The magnitude of the low-temperature endotherm is directly related to the amount of as-formed metastable crystals while the high-temperature endotherm corresponds to the melting of ordered crystals. From the DSC curves, we observed that the magnitude of the first endotherm followed a parabolic trend (the magnitude of the endotherm increased from 80 °C to 140 °C but decreased for sample prepared at 160 °C) with increasing processing temperature. The presence of such metastable as-formed crystals can be attributed to the phase-separation behavior exhibited by the PHB/acetic acid system. The presence of polymer-rich and polymer-poor regions cause localized variations in polymer chain mobility (polymer-rich regions have low mobility) and solvent evaporation rate (polymer-rich regions have slower evaporation rate), which in turn can influence the nature of ordered crystals formed during the solvent evaporation process. The mechanism of phase separation can also influence the orderliness of the crystals, with nucleation and growth mechanism allowing for the formation of highly ordered crystals and spinodal decomposition resulting in relatively disordered metastable crystals. The samples prepared at lower temperatures (80 °C and 100 °C) were more likely to phase separate by nucleation and growth, since the rate of change of polymer solution concentration is much lower and more time was available for the growth of the crystals. Therefore, a smaller fraction of metastable crystals was present, as shown by the relatively small amplitude of the first melting endotherm. As the temperature increased (e.g. to 120 °C and 140 °C), rapid de-mixing due to spinodal decomposition is expected to be the dominant mechanism of crystal growth, which results in the formation of more metastable crystals (and a relative increase in the magnitude of the first peak with respect to the second). As the temperature increased further (160 °C), the phase separation effect became less important because of the high solvent evaporation rate, and the availability of large amounts of thermal energy enabled the formation of highly ordered crystals at the expense of metastable crystallites (resulting in a larger second peak and a smaller first peak).

We also observe that the DSC heating curve for the sample prepared using chloroform consists of two melting peaks at approximately the same locations as the other samples. However, an additional endotherm at ~ 60 °C was apparent. This peak matches with the evaporation temperature of chloroform, indicating that a small quantity of chloroform remained in the sample even after a long aging time. This could limit the applicability of chloroform-cast PHB films for use in packaging and other applications that involve direct contact with food or the body. The strong interaction between PHB and chloroform can also affect crystal formation. Therefore, the underlying crystallization conditions and structure of the sample solvent cast using chloroform would be much different from the samples cast using acetic acid. Nonetheless, as for the samples cast from acetic acid, a large metastable peak is seen for these samples as well.

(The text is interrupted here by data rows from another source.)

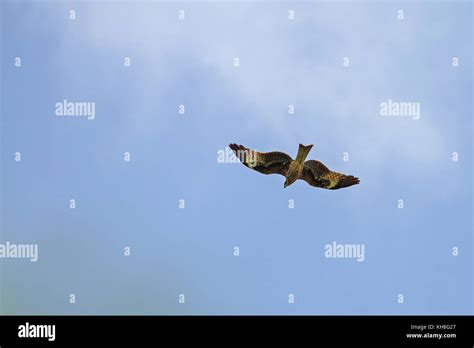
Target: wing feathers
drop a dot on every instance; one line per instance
(317, 174)
(264, 162)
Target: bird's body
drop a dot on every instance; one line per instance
(313, 172)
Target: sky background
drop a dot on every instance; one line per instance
(190, 251)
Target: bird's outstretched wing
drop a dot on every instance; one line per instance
(317, 174)
(264, 162)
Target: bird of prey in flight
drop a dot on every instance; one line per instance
(313, 172)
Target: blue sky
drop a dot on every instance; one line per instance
(190, 251)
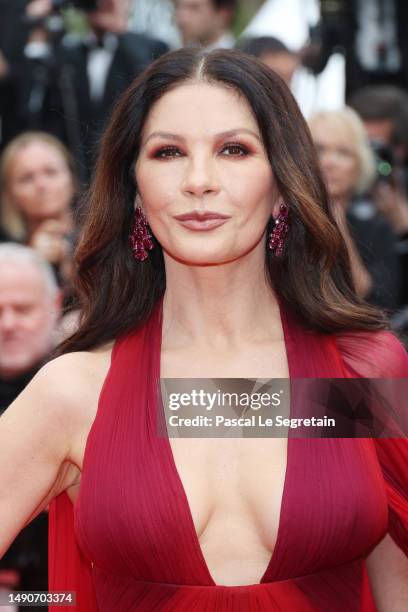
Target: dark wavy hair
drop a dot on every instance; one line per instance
(313, 278)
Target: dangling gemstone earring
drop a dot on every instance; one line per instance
(278, 234)
(140, 238)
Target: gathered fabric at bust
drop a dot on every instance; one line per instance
(130, 542)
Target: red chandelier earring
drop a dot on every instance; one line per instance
(278, 234)
(140, 238)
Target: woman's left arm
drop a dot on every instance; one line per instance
(387, 568)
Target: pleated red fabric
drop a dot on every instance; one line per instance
(130, 542)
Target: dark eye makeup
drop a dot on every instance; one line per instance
(170, 151)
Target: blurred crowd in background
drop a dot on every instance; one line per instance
(63, 64)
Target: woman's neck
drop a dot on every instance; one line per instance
(223, 306)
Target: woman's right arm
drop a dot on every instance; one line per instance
(36, 433)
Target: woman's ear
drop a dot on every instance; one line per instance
(276, 206)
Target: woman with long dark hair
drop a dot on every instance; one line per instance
(208, 251)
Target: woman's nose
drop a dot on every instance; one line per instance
(200, 177)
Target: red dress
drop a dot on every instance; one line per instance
(130, 543)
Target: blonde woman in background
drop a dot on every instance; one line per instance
(37, 189)
(349, 169)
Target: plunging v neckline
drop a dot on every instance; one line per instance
(182, 491)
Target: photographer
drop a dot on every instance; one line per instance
(384, 110)
(75, 82)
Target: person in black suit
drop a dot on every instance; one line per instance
(86, 77)
(13, 36)
(373, 34)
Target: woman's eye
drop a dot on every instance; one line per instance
(167, 152)
(235, 150)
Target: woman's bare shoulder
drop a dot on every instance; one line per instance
(67, 387)
(77, 374)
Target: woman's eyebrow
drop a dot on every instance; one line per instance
(179, 138)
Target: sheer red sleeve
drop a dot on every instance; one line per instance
(381, 355)
(68, 569)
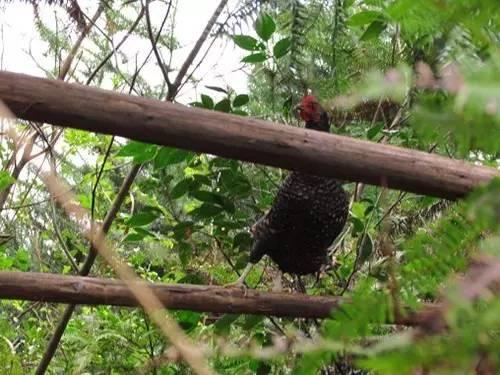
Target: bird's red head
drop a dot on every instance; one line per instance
(310, 109)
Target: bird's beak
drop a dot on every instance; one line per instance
(297, 109)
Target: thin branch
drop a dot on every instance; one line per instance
(194, 52)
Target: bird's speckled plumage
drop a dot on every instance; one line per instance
(308, 213)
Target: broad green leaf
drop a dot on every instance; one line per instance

These results suggest that all the samples (including those cast from chloroform) contain a mixture of stable and metastable crystallites, with intermediate processing temperatures resulting in more metastable crystals. Despite the fact that the samples cast from chloroform contained a significant fraction of both types of crystals, these samples were much smoother and uniform in appearance than the samples cast from acetic acid at low temperatures. The large fraction of metastable crystals in chloroform-processed samples can be explained by the low processing temperature, which limits the amount of thermal energy available for the formation of ordered crystals. The uniform surface, on the other hand, can be attributed to slow solvent evaporation rate and higher compatibility of PHB and chloroform. We expect that the proportion, quantity, and relative size of the different crystal types can influence the mechanical properties of the samples since stable, and metastable crystals are expected to have different mechanical properties. These properties are characterized in the next section.

Mechanical properties

Figure 8 shows plots of mechanical properties of PHB films solvent cast in acetic acid at different temperatures. Results from samples cast with chloroform are also shown for comparison. In general, both the strain to failure and peak tensile stress were much higher for the films cast at 80 °C than at the higher processing temperatures. In contrast, the elastic modulus did not change substantially as a function of temperature, except at a processing temperature of 140 °C. The decrease in strain to failure correlates well with the increase in crystallinity with processing temperature. The presence of amorphous regions (above the glass transition temperature) lends flexibility to the polymer. With increasing processing temperature, more crystallites are formed at the expense of amorphous regions, which results in increased brittleness of the polymer48. The presence of a large number of crystallites has been shown to vitrify amorphous polymer chains. This vitrification further embrittles PHB and lowers the strain to failure and ultimate tensile stress49,50,51. We attribute an almost constant elastic modulus to the low strain (0.5 mm/min) rate used for the tensile test. Low strain rates can have an effect analogous to deforming a polymer at elevated temperatures, where the elastic modulus decreases and converges to a minimum for a given strain rate52. Low strain rates can also accommodate changes in the orientation of crystallites, which enables amorphous chains to elongate reversibly, especially at small strains (~1%).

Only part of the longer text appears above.